El Papa Francisco también saludó y bendijo a varios niños pequeños y mantuvo un emotivo encuentro con una mujer de 108 años que sostenía un cartel que decía que era la mujer más anciana de Ajaccio.
Al inicio de su discurso en el congreso, tras la bienvenida del Obispo de Ajaccio, Cardenal el Javier Bustillo, el Santo Padre posó su mirada en la historia y evolución del Mediterráneo, “un mar único en el mundo”.
Ante los participantes en el evento, el Pontífice hizo referencia a la secularización de Europa, donde “la pregunta sobre Dios parece desvanecerse, encontrándonos cada vez más indiferentes respecto a su presencia y su Palabra”.
Sin embargo, instó a analizar esta situación, “para no dejarnos llevar por consideraciones precipitadas o juicios ideológicos que, a veces todavía hoy, contraponen cultura cristiana y cultura laica”.
En este sentido, hizo referencia a los creyentes que viven “la propia fe sin imponerla”, así como los no creyentes que “no son ajenos a la búsqueda de la verdad, de la justicia y de la solidaridad”.
Ante estos dos horizontes, precisó que se puede apreciar la belleza y la importancia de la piedad popular, “que se manifiesta siempre en la cultura, la historia y los lenguajes de un pueblo, y se transmite por medio de los símbolos, las costumbres, los ritos y las tradiciones de una comunidad viva”.
Asimismo, señaló que esta práctica atrae e involucra a personas que están en el umbral de la fe, que no son practicantes asiduos y, sin embargo, “descubren en ella la experiencia de las propias raíces y afectos, junto con los valores e ideales que consideran útiles para la propia vida y la sociedad”.
“La piedad popular, que expresa la fe con gestos simples y lenguajes simbólicos arraigados en la cultura del pueblo, revela la presencia de Dios en la carne viva de la historia, fortalece la relación con la Iglesia y a menudo se transforma en ocasión de encuentro, de intercambio cultural y de fiesta”, expresó el Pontífice.
Los riesgos de la piedad popular
Sobre la piedad popular, indicó también que se debe realizar un particular discernimiento teológico y pastoral, ya que existe el riesgo de que estas manifestaciones “se limiten a aspectos externos o folclóricos, sin llevar al encuentro con Cristo”.
Otro riesgo, añadió, “es que la piedad popular sea utilizada o instrumentalizada por grupos que pretenden fortalecer su propia identidad de manera polémica, alimentando particularismos, antagonismos y posturas o actitudes excluyentes”.
“Todo esto no responde al espíritu cristiano de la piedad popular y nos interpela a todos, en particular a los pastores, para vigilar, discernir y promover una atención continua hacia las formas populares de la vida religiosa”. Aunque, aclaró, la piedad debe ser festiva, puesto que "viene del pueblo".
"La fe no es un hecho privado"
Más adelante, subrayó que “la fe no es un hecho privado, que se consume en el santuario de la conciencia, sino que ―si pretende ser plenamente fiel a sí misma― implica un compromiso y un testimonio hacia todos, para el crecimiento humano, el progreso social y el cuidado de la creación, como signo de la caridad”.
Por ello, aclaró que la piedad popular puede alimentar la “ciudadanía constructiva” de los cristianos.
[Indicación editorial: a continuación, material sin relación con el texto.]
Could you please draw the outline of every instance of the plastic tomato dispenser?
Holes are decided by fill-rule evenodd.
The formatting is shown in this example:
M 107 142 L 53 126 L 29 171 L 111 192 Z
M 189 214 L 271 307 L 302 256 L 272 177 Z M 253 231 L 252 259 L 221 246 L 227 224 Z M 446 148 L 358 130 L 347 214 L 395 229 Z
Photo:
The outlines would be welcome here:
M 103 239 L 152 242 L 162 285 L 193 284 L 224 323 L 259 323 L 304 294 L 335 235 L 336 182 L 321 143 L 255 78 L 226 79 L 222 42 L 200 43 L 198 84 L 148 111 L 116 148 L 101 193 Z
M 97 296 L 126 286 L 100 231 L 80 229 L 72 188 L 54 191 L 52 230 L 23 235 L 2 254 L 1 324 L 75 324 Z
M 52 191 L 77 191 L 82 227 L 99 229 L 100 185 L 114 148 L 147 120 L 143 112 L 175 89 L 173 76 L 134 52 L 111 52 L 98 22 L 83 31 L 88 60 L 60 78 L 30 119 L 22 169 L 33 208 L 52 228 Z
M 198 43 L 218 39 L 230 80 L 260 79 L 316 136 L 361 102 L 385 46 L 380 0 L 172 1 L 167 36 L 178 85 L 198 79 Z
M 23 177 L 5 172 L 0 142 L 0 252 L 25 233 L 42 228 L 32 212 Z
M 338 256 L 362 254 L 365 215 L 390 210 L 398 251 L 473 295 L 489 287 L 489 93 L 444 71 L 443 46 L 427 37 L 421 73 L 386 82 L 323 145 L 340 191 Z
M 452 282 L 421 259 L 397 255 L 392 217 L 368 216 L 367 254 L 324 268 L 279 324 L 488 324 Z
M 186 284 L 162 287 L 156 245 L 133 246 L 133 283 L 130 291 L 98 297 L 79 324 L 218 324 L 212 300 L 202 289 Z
El Pontífice aseguró además que, en muchas ocasiones, los teólogos e intelectuales no entienden este concepto.
En este contexto, señaló que surge la necesidad de desarrollar un concepto de “laicidad que no sea estático y rígido, sino evolutivo y dinámico, capaz de adaptarse a situaciones diversas o inesperadas, y de promover la colaboración constante entre las autoridades civiles y eclesiásticas para el bien de toda la colectividad, permaneciendo cada uno dentro de los límites de sus propias competencias y espacio”.
Se refirió a esto como una “laicidad sana” que promueva “un diálogo abierto, franco y fructífero” y constante entre el mundo religioso y el laico, entre la Iglesia y las instituciones civiles y políticas.
Por último, quiso animar a los jóvenes a participar aún más activamente en la vida socio-cultural y política, “con el impulso de los ideales más sanos y la pasión por el bien común”.